One was Jessica Alba's complete lack of screen presence. She's usually at least cute to look at - here she was drab and ordinary as well as unable to act. Awful.

And the second was the fact that, for much of the second half, I might as well have been watching a shoot-'em-up computer game as Statham engaged in a linear progression taking out hordes of unnamed black-clad target-fodder in endless combat scenes which carried no suspense at all, because there was never any sense that Statham was in jeopardy no matter how many men came at him, Disappointing.

Faults (2014)
1 out of 2 people found the following review useful:
Well acted, but odd, 28 August 2016

*** This review may contain spoilers ***

Ansel Roth is a pathetic loser, trying to eke a living from ill-attended lecture tours based on his expertise as a de-programmer of cult members. In order to stay one step ahead of his agent (aka threatening creditor) he accepts a commission from Claire's parents to de-program her.

A synopsis leads you to believe that this is a drama: it turns out to be a mystery (indeed, you may still be baffled by some of it when it ends), a character study and, at times, a very black comedy.

Ansel is played by Leland Orser.

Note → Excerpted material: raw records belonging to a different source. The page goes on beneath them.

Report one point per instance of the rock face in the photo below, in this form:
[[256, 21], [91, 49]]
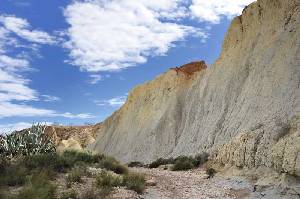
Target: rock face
[[72, 137], [242, 109]]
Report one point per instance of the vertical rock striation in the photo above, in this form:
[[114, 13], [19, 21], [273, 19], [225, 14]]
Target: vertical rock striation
[[243, 109]]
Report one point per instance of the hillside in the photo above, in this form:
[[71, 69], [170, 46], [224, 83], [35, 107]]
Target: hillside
[[244, 109]]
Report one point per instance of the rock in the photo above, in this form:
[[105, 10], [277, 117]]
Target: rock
[[238, 109]]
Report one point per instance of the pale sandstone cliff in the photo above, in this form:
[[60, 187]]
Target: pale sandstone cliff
[[243, 109], [72, 137]]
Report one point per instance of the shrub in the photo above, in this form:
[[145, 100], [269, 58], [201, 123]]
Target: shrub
[[40, 161], [135, 164], [135, 182], [13, 175], [108, 180], [184, 163], [38, 187], [201, 159], [161, 161], [75, 175], [69, 195], [112, 164], [4, 195], [210, 172], [89, 194]]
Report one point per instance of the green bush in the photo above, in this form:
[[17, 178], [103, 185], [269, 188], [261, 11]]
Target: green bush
[[41, 161], [135, 182], [201, 159], [161, 161], [4, 194], [184, 163], [108, 180], [89, 193], [38, 187], [135, 164], [112, 164], [75, 175], [69, 195], [210, 172], [181, 162], [13, 175]]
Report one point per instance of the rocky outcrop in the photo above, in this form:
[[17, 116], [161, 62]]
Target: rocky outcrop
[[72, 137], [238, 109]]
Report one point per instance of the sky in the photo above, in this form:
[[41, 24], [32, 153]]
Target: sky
[[73, 62]]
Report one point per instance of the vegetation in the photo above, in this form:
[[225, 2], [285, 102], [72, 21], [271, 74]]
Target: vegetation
[[210, 172], [69, 194], [38, 187], [135, 182], [161, 161], [184, 163], [29, 142], [75, 175], [181, 162], [90, 193], [112, 164], [135, 164], [30, 165], [108, 180]]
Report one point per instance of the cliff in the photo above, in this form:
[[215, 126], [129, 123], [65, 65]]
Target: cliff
[[244, 109]]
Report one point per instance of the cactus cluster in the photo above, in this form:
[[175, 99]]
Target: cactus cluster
[[28, 142]]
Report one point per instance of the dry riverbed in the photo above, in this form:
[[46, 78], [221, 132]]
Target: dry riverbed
[[195, 184]]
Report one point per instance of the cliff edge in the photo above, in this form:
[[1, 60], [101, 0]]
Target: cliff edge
[[244, 110]]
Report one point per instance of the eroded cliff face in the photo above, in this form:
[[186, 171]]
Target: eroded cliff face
[[249, 96]]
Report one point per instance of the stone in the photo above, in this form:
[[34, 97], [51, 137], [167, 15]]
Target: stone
[[238, 109]]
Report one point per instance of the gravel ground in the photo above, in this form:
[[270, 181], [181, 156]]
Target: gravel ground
[[192, 184]]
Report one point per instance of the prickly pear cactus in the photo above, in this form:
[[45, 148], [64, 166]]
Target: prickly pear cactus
[[29, 142]]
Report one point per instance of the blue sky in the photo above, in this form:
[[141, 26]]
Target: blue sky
[[74, 61]]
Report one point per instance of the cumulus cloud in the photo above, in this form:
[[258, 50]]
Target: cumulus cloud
[[15, 91], [113, 35], [213, 11], [49, 98], [22, 28], [8, 128], [95, 78], [114, 102]]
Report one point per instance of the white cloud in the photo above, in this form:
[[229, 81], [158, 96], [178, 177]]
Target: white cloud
[[49, 98], [15, 91], [115, 102], [116, 34], [8, 109], [95, 78], [213, 10], [8, 128], [22, 28]]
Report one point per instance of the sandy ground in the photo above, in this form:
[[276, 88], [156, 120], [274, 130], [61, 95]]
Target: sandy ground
[[192, 184]]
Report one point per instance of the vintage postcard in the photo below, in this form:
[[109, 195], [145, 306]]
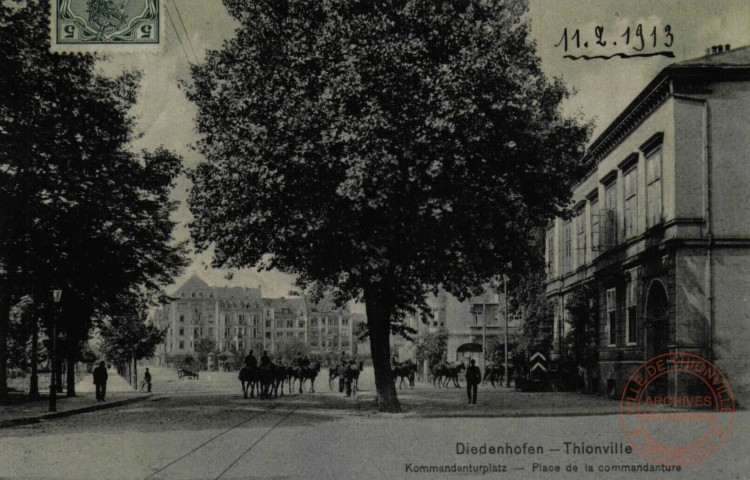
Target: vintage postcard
[[393, 239]]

The average reaction on reading the name is "Who?", but the average reaction on seeing the face is "Oh, him!" - having had a lengthy and successful career playing supporting parts, he gets a lead role here and is phenomenal.

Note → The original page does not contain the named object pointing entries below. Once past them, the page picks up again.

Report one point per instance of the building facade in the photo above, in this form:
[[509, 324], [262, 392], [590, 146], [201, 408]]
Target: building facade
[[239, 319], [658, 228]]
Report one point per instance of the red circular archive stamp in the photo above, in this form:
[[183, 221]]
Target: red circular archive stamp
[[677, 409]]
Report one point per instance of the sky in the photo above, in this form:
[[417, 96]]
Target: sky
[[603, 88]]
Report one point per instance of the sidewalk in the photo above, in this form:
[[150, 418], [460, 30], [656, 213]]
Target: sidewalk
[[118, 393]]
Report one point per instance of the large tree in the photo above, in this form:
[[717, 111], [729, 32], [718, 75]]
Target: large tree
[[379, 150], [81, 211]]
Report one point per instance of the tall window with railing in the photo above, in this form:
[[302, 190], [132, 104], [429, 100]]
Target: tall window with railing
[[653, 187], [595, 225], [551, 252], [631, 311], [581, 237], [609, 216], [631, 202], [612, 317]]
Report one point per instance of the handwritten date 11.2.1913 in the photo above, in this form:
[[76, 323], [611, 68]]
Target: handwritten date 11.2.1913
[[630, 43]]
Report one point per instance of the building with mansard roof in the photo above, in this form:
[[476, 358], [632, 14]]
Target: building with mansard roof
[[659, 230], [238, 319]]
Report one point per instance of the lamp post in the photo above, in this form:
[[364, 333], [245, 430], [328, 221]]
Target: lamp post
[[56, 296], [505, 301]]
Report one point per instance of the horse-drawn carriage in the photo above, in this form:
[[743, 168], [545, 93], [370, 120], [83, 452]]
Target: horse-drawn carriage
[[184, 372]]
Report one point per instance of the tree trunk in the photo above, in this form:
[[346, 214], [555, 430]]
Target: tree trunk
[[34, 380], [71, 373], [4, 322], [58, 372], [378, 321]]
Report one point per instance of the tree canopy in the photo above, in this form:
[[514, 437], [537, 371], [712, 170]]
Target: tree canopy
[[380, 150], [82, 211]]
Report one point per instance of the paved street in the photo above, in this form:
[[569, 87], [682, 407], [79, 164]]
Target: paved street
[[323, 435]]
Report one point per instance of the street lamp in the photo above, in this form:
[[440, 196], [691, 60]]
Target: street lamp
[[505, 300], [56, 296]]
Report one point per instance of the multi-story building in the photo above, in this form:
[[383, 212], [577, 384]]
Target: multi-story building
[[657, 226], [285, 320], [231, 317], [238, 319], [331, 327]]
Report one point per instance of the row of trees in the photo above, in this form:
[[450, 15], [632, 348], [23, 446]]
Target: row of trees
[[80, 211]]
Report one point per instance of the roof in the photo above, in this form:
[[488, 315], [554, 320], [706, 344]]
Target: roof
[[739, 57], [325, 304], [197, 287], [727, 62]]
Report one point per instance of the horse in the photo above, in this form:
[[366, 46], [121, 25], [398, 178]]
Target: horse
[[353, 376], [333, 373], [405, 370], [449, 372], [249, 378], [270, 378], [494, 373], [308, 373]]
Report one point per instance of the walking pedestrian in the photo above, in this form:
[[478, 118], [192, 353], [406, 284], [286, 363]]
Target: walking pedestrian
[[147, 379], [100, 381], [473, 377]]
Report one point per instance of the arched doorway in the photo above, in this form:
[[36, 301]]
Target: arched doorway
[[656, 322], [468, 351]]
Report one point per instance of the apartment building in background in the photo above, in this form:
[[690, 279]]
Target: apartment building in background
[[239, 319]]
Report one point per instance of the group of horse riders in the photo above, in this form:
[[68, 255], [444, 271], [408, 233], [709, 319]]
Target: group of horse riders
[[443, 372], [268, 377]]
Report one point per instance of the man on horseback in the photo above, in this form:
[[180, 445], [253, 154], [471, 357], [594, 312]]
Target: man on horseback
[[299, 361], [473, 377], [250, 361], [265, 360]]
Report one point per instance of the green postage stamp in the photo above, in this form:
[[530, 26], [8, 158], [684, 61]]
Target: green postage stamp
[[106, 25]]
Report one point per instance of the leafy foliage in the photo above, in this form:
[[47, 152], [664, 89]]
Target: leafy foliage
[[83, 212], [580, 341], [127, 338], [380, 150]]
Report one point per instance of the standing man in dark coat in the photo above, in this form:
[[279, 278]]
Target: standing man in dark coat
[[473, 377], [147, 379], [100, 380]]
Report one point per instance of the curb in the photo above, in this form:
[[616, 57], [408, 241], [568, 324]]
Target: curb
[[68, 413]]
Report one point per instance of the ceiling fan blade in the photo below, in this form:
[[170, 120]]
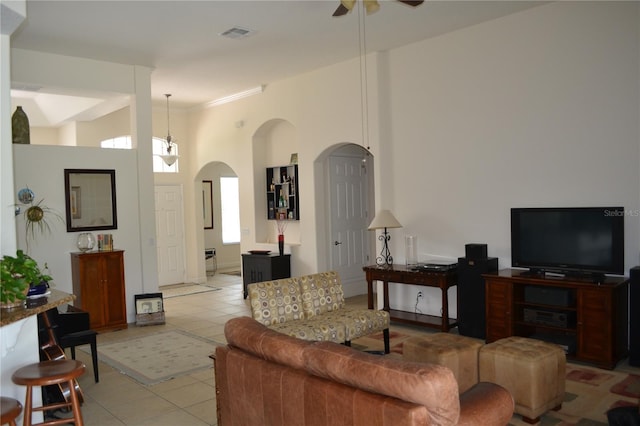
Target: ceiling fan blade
[[341, 10], [413, 3]]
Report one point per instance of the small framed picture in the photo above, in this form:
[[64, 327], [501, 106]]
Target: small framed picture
[[149, 303]]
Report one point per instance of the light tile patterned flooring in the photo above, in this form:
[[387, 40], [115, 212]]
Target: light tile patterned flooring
[[187, 400]]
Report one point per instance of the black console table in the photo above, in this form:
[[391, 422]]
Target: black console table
[[400, 274], [264, 267]]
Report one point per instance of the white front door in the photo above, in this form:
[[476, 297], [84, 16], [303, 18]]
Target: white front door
[[349, 219], [170, 234]]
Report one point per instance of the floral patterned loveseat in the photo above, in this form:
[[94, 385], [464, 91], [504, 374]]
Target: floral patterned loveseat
[[312, 307]]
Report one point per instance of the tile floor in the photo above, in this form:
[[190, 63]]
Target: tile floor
[[186, 401]]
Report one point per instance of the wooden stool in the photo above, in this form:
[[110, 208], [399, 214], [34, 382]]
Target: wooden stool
[[60, 372], [11, 409]]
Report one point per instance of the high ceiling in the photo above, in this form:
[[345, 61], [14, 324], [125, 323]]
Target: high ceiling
[[181, 41]]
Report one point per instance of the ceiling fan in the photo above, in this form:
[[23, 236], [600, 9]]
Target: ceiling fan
[[371, 6]]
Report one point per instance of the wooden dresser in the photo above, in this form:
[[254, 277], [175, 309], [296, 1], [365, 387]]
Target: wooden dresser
[[98, 284]]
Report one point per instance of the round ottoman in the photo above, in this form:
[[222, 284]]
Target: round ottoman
[[533, 372], [458, 353]]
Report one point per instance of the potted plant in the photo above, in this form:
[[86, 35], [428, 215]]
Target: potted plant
[[17, 275]]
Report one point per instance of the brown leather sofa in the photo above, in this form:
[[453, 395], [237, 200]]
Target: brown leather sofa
[[267, 378]]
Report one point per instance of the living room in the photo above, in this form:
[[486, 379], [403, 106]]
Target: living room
[[538, 108]]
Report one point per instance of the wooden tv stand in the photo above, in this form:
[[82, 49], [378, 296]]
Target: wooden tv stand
[[589, 319]]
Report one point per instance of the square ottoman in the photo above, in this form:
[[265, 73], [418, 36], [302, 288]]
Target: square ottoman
[[533, 372], [458, 353]]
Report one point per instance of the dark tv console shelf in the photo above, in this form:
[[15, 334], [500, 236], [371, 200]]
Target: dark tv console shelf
[[589, 320]]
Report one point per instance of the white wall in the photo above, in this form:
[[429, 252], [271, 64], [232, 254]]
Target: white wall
[[41, 168], [539, 108], [535, 109]]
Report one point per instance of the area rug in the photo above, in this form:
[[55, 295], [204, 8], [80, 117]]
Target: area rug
[[159, 357], [589, 392], [177, 290]]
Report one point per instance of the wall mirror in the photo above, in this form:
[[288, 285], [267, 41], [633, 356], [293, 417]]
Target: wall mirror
[[90, 198]]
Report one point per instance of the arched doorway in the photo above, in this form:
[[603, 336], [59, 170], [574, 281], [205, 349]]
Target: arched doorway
[[351, 203], [210, 230]]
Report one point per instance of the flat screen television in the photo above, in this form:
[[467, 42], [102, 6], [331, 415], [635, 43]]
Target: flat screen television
[[568, 240]]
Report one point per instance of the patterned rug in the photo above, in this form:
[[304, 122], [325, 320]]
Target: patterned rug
[[176, 290], [155, 358], [589, 392]]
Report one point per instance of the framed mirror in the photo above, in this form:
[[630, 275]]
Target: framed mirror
[[90, 199]]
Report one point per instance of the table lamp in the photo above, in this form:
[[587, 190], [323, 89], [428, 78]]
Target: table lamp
[[384, 220]]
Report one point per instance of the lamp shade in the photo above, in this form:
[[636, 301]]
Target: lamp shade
[[384, 219], [169, 159]]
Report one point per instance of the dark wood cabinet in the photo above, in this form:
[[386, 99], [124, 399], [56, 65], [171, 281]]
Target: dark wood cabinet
[[264, 267], [589, 320], [98, 284]]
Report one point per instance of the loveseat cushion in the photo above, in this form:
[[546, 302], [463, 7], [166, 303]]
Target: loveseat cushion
[[358, 322], [252, 337], [315, 329], [276, 302], [430, 385], [321, 293]]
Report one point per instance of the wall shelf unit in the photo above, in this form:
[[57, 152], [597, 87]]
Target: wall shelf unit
[[283, 202]]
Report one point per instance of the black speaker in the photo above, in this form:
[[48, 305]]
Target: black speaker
[[475, 251], [634, 316], [471, 295]]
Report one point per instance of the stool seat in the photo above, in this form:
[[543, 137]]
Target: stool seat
[[458, 353], [533, 372], [61, 372], [10, 409], [48, 372]]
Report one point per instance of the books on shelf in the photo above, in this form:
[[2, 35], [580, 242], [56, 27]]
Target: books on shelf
[[105, 242]]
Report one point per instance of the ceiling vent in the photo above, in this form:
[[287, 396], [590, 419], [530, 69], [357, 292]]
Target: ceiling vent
[[237, 32]]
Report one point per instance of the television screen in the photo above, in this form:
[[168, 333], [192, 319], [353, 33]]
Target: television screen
[[566, 240]]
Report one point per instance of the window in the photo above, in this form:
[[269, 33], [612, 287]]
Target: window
[[160, 148], [120, 142], [230, 206]]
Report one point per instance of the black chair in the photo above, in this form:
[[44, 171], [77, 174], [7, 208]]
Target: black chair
[[70, 329]]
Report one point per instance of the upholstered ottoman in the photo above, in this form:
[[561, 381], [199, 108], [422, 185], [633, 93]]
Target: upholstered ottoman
[[458, 353], [533, 372]]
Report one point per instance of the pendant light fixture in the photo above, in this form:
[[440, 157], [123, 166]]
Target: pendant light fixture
[[169, 158]]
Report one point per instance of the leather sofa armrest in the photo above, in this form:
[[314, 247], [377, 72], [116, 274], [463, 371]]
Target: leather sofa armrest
[[486, 404]]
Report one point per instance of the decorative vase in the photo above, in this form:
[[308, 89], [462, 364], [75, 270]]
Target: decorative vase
[[281, 243], [20, 127], [86, 241]]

Mary Elizabeth Winstead plays Claire. I like Winstead enormously. She has an air of attractive ordinariness to her (which is probably why she isn't at the top of her tree), and that suits Claire visually. The part is multi-layered and complex, and Winstead's sharp performance makes her unforgettable.

My only reservation concerns the ending, which may make less sense than I thought. But the acting alone makes this worth catching.

2 out of 3 people found the following review useful:
Profoundly strange, but oddly engaging, 13 August 2016

*** This review may contain spoilers ***

In a somewhat skewed alternate version of somewhere in present-day Europe, David (Colin Farrell) is sent to the Hotel, where he has 45 days in which to find his match, failing which he will be transformed into the animal of his choice and set loose into the wild. Despite selecting a lobster (just in case) he initially attempts to set himself up with a woman with no kindred feeling for others, before escaping and joining a group of Loners in the woods. Unfortunately, they have their own rules which preclude him and Rachel Weisz' characters falling in love, which is exactly what happens.

It was only after watching this film that I discovered that the man behind it - Yorgos Lanthimos - was also responsible for Dogtooth, another deeply peculiar film in which the relationships between people, and their behaviour, are completely incomprehensible to anyone brought up in conventional society. In The Lobster, everybody speaks with conventional politeness and an utter absence of emotion.

The whole thing is completely bizarre, yet it is often surprisingly funny and, notwithstanding my expectation of finding it annoyingly pretentious (which it is) it also held my attention: I watched it all the way through and didn't switch it off.

I don't think I would recommend it, but it had sufficient weirdness and an odd warmth for me to quite like it. Terrific cast, too.